MR: I think there’s been some resurgence in the US distance running scene with some great milers, like Alan Webb. I think some smart folks in the industry have identified [...] that there is a niche opportunity to put on a mile race because it’s not proliferated everywhere like a 5K is, so they’re seeing an opportunity to put on a race that will attract a different demo or attract more folks, as opposed to just banging your head against the wall putting on a 5K. I think the folks at “Bring Back the Mile” have raised awareness as well.
Do you think there’s any kind of marathon fatigue going on as well?
JR: The growth has certainly slowed, for sure. The half-marathon was the event du jour for the last decade, and that growth rate has slowed. Fifteen, 20 years ago, there was a million 5Ks. I think this is the time for the mile.

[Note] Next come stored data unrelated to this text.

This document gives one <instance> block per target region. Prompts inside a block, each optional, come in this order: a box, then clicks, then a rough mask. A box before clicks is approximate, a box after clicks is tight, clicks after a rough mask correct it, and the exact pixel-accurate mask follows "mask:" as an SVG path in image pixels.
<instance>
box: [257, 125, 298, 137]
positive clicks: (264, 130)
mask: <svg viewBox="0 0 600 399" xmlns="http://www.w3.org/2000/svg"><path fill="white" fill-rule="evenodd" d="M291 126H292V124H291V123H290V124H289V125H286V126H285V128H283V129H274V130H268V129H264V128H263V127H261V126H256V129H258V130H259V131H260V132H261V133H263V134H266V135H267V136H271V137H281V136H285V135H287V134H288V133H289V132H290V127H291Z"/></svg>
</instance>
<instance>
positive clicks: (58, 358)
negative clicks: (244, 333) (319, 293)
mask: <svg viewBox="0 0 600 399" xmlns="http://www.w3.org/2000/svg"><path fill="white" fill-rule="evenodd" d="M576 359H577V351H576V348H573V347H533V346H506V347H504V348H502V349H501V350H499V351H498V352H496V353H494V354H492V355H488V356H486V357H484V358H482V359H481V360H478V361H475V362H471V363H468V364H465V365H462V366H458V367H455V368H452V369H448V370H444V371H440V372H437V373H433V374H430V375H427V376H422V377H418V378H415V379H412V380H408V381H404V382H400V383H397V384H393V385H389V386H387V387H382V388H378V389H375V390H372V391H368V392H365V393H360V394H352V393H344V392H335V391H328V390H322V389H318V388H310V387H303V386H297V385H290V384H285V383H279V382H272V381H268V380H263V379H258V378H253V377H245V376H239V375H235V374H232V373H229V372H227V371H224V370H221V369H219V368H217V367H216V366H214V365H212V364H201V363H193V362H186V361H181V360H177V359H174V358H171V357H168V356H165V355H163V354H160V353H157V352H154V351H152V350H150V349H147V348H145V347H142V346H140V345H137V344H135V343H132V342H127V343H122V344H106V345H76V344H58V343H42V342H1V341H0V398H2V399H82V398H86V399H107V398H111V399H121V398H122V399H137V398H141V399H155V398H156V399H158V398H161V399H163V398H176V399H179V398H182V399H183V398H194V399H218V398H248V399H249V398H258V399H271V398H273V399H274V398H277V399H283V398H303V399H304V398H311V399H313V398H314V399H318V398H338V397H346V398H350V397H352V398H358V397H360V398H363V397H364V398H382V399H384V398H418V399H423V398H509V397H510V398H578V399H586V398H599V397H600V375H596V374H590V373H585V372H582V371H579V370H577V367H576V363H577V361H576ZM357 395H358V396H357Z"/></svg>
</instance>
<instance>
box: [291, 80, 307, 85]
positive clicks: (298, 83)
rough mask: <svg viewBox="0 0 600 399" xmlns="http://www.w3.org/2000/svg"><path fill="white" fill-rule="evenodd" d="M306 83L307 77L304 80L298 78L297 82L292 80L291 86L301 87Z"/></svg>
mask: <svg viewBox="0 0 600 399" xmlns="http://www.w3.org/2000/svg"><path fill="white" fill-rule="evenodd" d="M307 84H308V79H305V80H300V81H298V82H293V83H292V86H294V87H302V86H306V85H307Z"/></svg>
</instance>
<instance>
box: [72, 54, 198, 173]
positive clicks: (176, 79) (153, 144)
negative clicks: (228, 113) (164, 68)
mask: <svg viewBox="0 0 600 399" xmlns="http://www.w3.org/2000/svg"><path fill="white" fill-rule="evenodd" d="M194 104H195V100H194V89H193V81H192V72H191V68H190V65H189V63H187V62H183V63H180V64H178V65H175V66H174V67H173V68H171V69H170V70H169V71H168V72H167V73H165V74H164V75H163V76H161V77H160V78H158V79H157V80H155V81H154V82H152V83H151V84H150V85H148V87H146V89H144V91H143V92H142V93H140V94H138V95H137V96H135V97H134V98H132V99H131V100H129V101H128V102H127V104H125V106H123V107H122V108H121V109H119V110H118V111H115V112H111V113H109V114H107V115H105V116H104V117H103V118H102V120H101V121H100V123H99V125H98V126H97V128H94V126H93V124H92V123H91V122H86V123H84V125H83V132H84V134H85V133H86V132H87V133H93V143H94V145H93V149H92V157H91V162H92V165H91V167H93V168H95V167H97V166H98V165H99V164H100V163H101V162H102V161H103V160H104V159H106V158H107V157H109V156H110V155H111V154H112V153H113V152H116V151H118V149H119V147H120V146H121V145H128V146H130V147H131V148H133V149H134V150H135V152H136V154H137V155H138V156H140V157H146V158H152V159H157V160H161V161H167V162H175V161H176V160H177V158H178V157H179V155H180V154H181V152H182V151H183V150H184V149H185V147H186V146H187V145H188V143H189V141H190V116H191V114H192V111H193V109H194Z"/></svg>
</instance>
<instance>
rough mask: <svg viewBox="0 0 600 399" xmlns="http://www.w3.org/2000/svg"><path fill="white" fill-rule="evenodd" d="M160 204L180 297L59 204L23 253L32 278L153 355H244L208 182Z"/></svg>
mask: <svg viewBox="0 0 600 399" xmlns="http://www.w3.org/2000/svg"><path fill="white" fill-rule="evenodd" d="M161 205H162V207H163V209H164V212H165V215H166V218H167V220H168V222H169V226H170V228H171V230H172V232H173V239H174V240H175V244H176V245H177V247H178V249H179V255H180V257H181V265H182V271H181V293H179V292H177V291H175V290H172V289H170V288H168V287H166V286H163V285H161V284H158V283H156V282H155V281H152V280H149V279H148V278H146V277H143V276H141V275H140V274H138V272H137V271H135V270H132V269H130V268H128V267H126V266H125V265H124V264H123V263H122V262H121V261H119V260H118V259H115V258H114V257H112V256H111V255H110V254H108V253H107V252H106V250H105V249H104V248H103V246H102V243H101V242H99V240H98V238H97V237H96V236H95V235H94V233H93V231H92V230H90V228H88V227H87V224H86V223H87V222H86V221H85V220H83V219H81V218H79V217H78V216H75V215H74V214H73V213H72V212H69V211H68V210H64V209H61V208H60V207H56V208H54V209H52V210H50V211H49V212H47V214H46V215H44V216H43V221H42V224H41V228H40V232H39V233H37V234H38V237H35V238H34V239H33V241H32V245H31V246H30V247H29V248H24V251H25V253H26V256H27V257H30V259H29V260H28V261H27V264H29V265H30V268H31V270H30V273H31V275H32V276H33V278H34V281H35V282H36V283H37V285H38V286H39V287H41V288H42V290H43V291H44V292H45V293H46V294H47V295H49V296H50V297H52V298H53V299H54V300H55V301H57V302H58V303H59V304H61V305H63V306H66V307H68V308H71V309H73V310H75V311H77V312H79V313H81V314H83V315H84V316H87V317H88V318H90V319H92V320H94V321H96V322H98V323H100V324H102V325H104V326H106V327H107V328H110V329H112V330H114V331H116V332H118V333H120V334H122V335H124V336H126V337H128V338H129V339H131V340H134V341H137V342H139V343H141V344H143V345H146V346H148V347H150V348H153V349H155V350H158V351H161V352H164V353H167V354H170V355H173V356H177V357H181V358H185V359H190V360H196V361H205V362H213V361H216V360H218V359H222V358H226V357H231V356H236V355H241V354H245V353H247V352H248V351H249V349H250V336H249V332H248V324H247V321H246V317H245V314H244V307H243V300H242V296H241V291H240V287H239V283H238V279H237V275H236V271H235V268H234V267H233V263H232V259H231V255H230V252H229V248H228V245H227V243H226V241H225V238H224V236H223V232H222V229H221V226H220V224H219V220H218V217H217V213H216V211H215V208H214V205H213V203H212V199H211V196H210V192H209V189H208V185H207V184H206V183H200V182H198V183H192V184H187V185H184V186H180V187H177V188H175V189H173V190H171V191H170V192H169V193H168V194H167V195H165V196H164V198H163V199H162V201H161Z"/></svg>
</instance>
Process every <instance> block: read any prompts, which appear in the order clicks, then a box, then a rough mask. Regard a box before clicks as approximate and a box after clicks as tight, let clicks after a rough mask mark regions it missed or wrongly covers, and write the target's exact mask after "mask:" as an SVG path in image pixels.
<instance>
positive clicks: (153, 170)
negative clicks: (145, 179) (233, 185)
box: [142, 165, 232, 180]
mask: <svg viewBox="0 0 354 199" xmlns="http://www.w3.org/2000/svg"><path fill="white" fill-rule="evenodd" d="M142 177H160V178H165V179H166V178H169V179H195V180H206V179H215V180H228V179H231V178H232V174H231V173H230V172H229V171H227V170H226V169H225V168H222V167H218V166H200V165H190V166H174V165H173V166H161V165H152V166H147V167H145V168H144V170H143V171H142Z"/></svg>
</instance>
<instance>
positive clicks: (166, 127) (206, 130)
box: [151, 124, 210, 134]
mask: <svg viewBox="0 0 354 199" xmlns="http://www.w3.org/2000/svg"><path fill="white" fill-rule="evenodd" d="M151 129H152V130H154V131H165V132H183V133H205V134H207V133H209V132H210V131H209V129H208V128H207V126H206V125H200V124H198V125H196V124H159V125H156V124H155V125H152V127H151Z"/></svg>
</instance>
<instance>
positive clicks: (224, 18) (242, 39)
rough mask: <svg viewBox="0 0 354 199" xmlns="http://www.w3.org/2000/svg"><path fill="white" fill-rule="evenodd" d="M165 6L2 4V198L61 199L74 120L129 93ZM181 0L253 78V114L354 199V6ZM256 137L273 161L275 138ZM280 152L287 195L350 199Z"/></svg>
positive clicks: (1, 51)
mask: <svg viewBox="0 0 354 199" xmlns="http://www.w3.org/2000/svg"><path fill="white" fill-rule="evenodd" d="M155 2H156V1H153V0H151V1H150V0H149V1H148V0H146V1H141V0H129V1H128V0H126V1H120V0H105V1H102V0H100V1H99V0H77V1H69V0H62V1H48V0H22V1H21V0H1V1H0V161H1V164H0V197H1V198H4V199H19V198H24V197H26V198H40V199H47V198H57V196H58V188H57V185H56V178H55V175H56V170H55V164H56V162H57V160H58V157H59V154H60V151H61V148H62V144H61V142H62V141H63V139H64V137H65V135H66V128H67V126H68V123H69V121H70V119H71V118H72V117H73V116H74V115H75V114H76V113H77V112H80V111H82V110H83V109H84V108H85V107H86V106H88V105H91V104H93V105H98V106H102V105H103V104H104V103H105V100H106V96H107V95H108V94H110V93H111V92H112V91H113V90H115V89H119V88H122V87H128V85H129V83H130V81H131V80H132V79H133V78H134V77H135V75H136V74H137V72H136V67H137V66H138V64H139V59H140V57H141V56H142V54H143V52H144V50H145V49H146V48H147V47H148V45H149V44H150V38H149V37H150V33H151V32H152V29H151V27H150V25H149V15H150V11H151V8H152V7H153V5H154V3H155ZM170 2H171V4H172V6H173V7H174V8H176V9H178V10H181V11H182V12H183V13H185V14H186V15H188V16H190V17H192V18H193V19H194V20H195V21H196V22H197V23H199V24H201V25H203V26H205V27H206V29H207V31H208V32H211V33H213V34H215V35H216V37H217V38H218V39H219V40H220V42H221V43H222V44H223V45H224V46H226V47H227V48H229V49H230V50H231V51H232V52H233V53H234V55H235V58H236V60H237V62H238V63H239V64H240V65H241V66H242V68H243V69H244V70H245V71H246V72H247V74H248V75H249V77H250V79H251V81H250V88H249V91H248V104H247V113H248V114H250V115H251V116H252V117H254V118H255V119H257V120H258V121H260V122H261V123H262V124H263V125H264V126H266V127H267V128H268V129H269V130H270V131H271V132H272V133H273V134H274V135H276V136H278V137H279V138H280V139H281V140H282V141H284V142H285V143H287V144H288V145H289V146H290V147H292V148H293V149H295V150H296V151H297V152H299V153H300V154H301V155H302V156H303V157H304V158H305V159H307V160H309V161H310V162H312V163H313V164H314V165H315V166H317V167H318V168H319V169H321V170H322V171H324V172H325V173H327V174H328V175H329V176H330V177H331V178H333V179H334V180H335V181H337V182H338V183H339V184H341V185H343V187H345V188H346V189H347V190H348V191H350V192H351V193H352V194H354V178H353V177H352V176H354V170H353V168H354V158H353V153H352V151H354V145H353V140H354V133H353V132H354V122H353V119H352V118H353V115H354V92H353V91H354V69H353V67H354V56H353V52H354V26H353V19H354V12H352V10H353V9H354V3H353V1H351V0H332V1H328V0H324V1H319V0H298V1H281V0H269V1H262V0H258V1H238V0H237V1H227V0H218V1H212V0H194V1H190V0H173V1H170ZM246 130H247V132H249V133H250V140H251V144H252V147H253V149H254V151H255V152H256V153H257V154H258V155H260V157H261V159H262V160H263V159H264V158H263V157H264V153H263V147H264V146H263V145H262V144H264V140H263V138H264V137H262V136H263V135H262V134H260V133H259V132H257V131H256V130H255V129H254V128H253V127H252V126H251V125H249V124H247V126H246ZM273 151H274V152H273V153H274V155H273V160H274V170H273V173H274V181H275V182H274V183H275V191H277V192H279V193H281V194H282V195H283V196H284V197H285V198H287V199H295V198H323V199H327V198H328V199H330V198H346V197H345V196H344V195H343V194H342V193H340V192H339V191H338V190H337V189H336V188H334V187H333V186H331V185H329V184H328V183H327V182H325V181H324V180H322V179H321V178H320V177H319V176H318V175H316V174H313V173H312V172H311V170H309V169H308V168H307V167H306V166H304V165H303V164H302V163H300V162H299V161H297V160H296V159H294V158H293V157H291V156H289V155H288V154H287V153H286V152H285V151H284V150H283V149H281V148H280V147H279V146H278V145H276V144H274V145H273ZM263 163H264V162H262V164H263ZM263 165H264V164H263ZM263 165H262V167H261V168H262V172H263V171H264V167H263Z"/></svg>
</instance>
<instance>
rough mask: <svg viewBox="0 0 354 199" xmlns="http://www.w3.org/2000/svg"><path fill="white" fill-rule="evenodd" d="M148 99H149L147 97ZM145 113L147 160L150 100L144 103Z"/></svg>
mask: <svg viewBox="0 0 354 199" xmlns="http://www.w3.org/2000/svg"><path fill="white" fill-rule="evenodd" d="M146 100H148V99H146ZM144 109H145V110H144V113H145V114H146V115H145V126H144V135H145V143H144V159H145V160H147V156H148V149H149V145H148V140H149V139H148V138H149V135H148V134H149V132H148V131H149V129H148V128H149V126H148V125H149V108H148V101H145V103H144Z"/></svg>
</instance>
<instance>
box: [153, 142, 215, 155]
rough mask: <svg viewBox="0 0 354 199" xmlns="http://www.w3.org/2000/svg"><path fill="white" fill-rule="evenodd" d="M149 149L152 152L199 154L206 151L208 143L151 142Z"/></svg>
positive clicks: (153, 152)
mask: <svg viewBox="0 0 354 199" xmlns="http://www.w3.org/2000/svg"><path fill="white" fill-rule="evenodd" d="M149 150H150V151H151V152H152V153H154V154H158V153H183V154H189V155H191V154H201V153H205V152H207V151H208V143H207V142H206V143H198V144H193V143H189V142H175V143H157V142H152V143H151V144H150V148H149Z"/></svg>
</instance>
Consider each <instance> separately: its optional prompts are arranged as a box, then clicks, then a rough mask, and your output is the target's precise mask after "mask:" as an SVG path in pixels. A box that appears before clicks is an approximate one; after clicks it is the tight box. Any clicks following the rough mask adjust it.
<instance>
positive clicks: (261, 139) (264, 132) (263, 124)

MR: You also had charities that were driving a lot of the road running participation statistics. And their distance of choice was always the 5K, because they could get walkers, they felt that was the most successful distance to get the most people. So you had a ton of 5Ks that drove road race participation numbers significantly upwards, and I think what’s happening now is a lot of these charities are realizing: a) how hard it is to put on a race; and b) you really don’t make that much money! [Laughs] There’s a lot of work involved, and not a lot of return—there’s just too many of them. So the pendulum will swing a little bit.
I’m a bit skeptical in that I don’t think the mile will ever be a bucket list item. For an office worker to come in after a weekend and brag to his co-workers that he ran a mile over the weekend, that’s not gonna get him any office cred, right? But then the onus is on the race producers to create an experience. We’re looking at it as getting on the roller coaster and run the Brooklyn Mile. You should finish, you should cross the line and feel like, Holy shit, I just got off a roller coaster.
I saw the Tracksmith course: the way you’re looping around on Newbury, you’re gonna get that same feeling. There’s gonna be a ton of energy.
JR: We’re giving a little bonus for the person who runs the last quarter the fastest.
MR: Ahhh! I love it.
JR: After three quarters, you pass by the start line, and the last quarter-mile is timed. So we’re gonna give a little bonus for the male and female who have the fastest last quarter. To add that roller-coaster feel, that’s exactly what we’re going for. It’s kind of a little adrenaline, but all right, last quarter, let’s see what you got!
MIs the swag different for this race?
MR: We give out a Run Brooklyn pint glass, and then it’s a T-shirt. This year, Nike is one of our sponsors, so it’s on a really, really nice Nike T-shirt. That’s the swag. You can’t charge what you do for a half-marathon or marathon, so you’re capped on your total revenues that are coming in.
JR: What do you charge?
MR: We’re charging $40.
JR: We’re at $30, but with our Greyboys [a Tracksmith T-shirt that normally costs $55], it’s $60.
If you could run a mile anywhere on Earth, where would it be?
JR: Times Square comes to mind—Times Square would be pretty cool.
MR: I try and run away from Times Square!
JR: Over the Sydney Harbor Bridge would be pretty cool. The Golden Gate Bridge would be cool.
MR: The cheesy answer would be the Brooklyn Mile, of course. The Central Park Reservoir, that’s my loop. Been doing it for 15 years. A mile up on there, at night, with a view of the city skyline is incredible.